State Sen. Anthony Hardy Williams, a Democratic candidate for Philadelphia mayor, on Wednesday offered a three-pronged prescription for raising $200 million for city schools that includes shifting more property taxes to the district.

The plan turns on the support of three bodies Williams would have no control over as mayor: the legislature, City Council, and the Philadelphia School Partnership, a nonprofit that funds school reform efforts.

Williams said his plan was aimed at funding two-thirds of the $300 million being sought by Philadelphia Superintendent William R. Hite Jr. to remake the struggling district. Of that $300 million, about $100 million would be expected to come from the city and $200 million from the state.

To raise $200 million, Williams suggested three sources.

First, $50 million could be raised by increasing the percentage of city property tax designated for the School District from 55 percent to 60 percent, he said.

A bill to that effect was introduced in Council last year by Councilwoman Maria Quiñones Sánchez. In an interview Wednesday, Sánchez said the bill languished because of opposition from the Nutter administration, which did not feel it could find budget trims needed to offset the revenue lost to the schools. It also faced headwinds from Council leadership, she said, which was pressing for a cigarette tax to fund the schools.

Sánchez said the bill could be easily revived and would likely find more support. "I think this has become a very viable option," she said.

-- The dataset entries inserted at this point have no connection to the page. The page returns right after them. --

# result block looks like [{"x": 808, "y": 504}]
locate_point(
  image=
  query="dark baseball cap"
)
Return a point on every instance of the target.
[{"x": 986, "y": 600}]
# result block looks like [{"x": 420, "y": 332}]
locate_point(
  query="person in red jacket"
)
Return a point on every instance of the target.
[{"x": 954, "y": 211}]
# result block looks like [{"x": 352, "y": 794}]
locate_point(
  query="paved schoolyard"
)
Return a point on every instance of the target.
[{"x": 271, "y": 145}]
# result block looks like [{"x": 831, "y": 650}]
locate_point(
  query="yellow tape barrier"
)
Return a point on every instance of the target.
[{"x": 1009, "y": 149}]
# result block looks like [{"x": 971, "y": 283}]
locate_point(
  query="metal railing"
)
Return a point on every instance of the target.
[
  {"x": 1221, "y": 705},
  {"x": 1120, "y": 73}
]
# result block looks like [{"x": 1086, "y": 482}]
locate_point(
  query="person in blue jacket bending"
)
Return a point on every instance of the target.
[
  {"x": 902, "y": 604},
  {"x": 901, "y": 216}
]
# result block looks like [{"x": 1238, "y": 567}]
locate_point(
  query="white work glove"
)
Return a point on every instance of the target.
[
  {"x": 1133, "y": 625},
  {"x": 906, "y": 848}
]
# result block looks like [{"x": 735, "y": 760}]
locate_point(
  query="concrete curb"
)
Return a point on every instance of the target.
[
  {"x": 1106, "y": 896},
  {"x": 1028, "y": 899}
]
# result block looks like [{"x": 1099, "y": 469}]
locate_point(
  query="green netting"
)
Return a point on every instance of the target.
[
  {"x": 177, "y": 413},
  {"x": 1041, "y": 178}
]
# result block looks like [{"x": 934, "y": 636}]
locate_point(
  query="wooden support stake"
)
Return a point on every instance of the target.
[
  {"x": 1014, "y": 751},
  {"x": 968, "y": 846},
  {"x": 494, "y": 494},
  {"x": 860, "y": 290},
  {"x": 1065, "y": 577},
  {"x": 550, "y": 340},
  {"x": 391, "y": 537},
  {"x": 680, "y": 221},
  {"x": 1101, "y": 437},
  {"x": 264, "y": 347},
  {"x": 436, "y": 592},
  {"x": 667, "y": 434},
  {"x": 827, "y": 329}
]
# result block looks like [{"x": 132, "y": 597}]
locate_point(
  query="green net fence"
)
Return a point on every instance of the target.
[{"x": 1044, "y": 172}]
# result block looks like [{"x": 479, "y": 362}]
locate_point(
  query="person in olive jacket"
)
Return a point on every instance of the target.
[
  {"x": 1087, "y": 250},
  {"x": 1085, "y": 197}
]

As for offsetting the funds lost to the city, Sánchez noted that the administration was able to find hundreds of millions of dollars in cuts in 2008 when there was a financial crisis. She said $50 million for schools should be possible.

Williams' plan counts on $100 million from the state in reimbursement for costs incurred when students shift to charter schools. Gov. Wolf's proposed budget calls for $76 million in reimbursements, Williams said, adding that he would press for the higher figure.

Finally, another $50 million would come from the partnership, which has offered $25 million to cover costs associated with new charter schools. Williams said he spoke to partnership officials Wednesday and asked that they sweeten the proposal by $25 million for needs in traditional public schools.

Kristen Forbriger, director of public affairs for the partnership, was noncommittal.

"We have had conversations with Sen. Williams," she said. "Not much has changed. We are still interested in supporting the district and its plans for creating decent, high-quality schools of both types, charter and district schools. We remain willing to discuss how we can assist the district financially."